Study: Gut Bacteria of Healthy Human Infants Protect Mice Against Food Allergy
New research has found that bacteria in the feces of healthy human babies protect mice who are sensitized to cow’s milk against severe reactions to milk protein. In contrast, bacteria in the stools of human infants with cow’s milk allergy do not protect milk-sensitized mice from anaphylactic reaction to milk. Published in the journal Nature Medicine, these findings by scientists at the University of Chicago and the University of Naples Federico II might lay the groundwork for future therapies to prevent or treat food allergy by changing the human gut microbiome, the microorganisms that live in the human digestive tract.

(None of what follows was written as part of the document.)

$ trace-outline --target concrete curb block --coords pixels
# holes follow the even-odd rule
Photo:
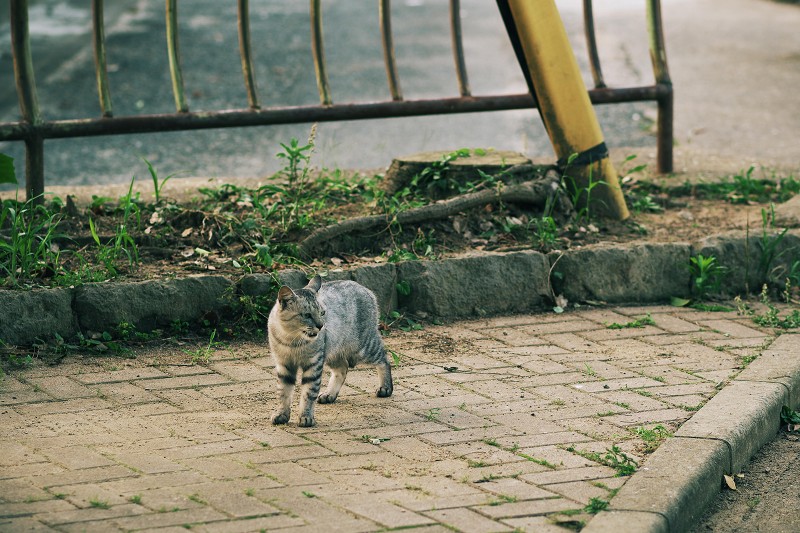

Previous research has shown that the guts of healthy babies house different populations of microbes than the guts of babies allergic to cow’s milk, and that certain gut microbes are associated with a lower risk for food allergy. To find out whether some microbes might have a protective effect, researchers transplanted feces from eight human infants – four with milk allergy and four without – into groups of mice that were raised in a sterile environment and had no gut bacteria of their own. A third group of mice did not receive transplanted human feces and remained germ-free.
All of the mice were then sensitized to a protein found in cow’s milk, so that they made antibodies against the milk protein. When they were later fed milk protein, the germ-free mice and the mice who received microbes from milk-allergic babies had symptoms of anaphylaxis, a severe and potentially fatal allergic reaction. In contrast, the mice whose gut microbes came from healthy babies did not have severe reaction symptoms. Markers for allergic reaction were significantly lower in mice treated with feces from healthy babies than in mice whose germs came from babies with milk allergy.
This experiment, which was conducted using feces from formula-fed babies, was repeated using feces from breastfed healthy babies or breastfed babies with cow’s milk allergy. The results were similar: stool from healthy breastfed babies gave milk-sensitized mice significant protection against severe reactions, while stool from breastfed babies with milk allergy did not protect the mice against anaphylaxis.
As in previous research, the microbial populations of feces from healthy babies and babies with milk allergy differed in many ways. One of the bacterial species that was abundant in feces of healthy babies compared to feces of babies with milk allergy was Anaerostipes caccae. In a variation on the fecal transplant experiments, transfer of A. caccae to the guts of milk-sensitized mice provided protection against anaphylaxis to milk protein, similar to the protection provided by feces from healthy babies.
Searching for possible mechanisms for this protection, researchers found that in mice transplanted with stool from healthy babies, the surface cells of the small intestine expressed different genes than did cells lining the small intestine of mice transplanted with stool from babies allergic to milk. In other words, when different microbes were in contact with the lining of the mouse gut, the gut cells made different proteins and had different capabilities, some of which may relate to tolerance of food proteins. The researchers conclude that their study demonstrates an important role for gut microbes in preventing allergic responses to food and represents an important step in developing prevention and treatment strategies that modify the human gut’s microbial population.
FARE CEO Lisa Gable welcomes the new findings. “There is so much to learn about how the human gut and the microorganisms that live there might interact to prevent or promote food allergies,” notes Gable. “This study found that gut bacteria of healthy human babies have protective effects limiting allergic reactions to milk – at least in mice. More research is needed to understand the interplay between gut microorganisms, the immune system and food proteins, with the goal of finding new approaches to food allergy prevention and treatment.”